Bleacher Report’s Argument Is Easy to Understand
Bleacher Report’s case is built on role versus salary.
Kupp signed a 3-year, $45 million deal with Seattle, and Pro Football Talk reported in February that a $9 million portion of his 2026 salary became fully guaranteed on February 13. That matters because it means this is not just a loose future cap conversation. The Seahawks already moved into the phase of the deal where Kupp is more firmly locked into their short-term plans.

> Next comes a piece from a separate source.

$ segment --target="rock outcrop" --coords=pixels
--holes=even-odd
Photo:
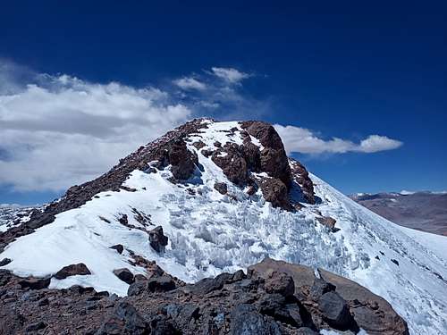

So when Bleacher Report looked across Seattle’s roster for an “overpaid” candidate, Kupp was the obvious target. He is still a recognizable name. He is still being paid like an important veteran piece. But he was not used like a true No. 1 receiver last season, and his regular-season volume reflects that.
That does not mean Kupp was bad. It means the cost-to-usage debate is now impossible to ignore.
Seattle’s Receiver Hierarchy Has Changed Fast
This is where the story gets more interesting than a simple one-player label.
The Seahawks are no longer building their passing game around the idea of Kupp carrying a star-level workload. That responsibility belongs to Jaxon Smith-Njigba, who just landed a 4-year, $168.6 million extension with $120 million guaranteed, according to NFL.com, after a massive 2025 season in which Reuters reported he posted 119 catches, 1,793 yards and 10 touchdowns while helping Seattle win the Super Bowl.
Once Smith-Njigba became that level of player, every other receiver contract on the roster was going to be judged differently. That is especially true for Kupp, because Seattle also doubled down on Rashid Shaheed, who returned on a 3-year, $51 million contract that includes $34.7 million guaranteed, according to ESPN and NFL.com.
That is the bigger Seahawks angle here. This is not just a story about whether Kupp had a disappointing year. It is a story about how expensive Seattle’s receiver room has become now that Smith-Njigba has ascended into the centerpiece role and Shaheed remains a paid, important part of the mix.
Why Seahawks Fans Will Push Back
The “overpaid” label is sharp, but it also flattens some context that matters.
Kupp was not brought to Seattle to recreate his 2021 Offensive Player of the Year season. He was brought in to complement Smith-Njigba, steady the offense with a proven veteran and help a contender in high-leverage moments. Seattle’s own postseason coverage noted that although Kupp’s 70 regular-season targets were his fewest since an injury-shortened 2018 season, many of his catches came in key situations, and the team later named him one of its Super Bowl captains.
That is an important distinction. A player can be expensive relative to his box-score output and still matter a great deal to a winning team. Those are not contradictory ideas. And that is why the reaction to Bleacher Report’s label is likely to be mixed in Seattle.
Fans who look first at production and cap allocation will see the logic immediately. Kupp is on a meaningful veteran deal, posted fewer than 600 yards, and is no longer the offense’s main attraction. Fans who look more at roster fit, playoff trust and locker-room value will see a player who still filled a real purpose on a championship team.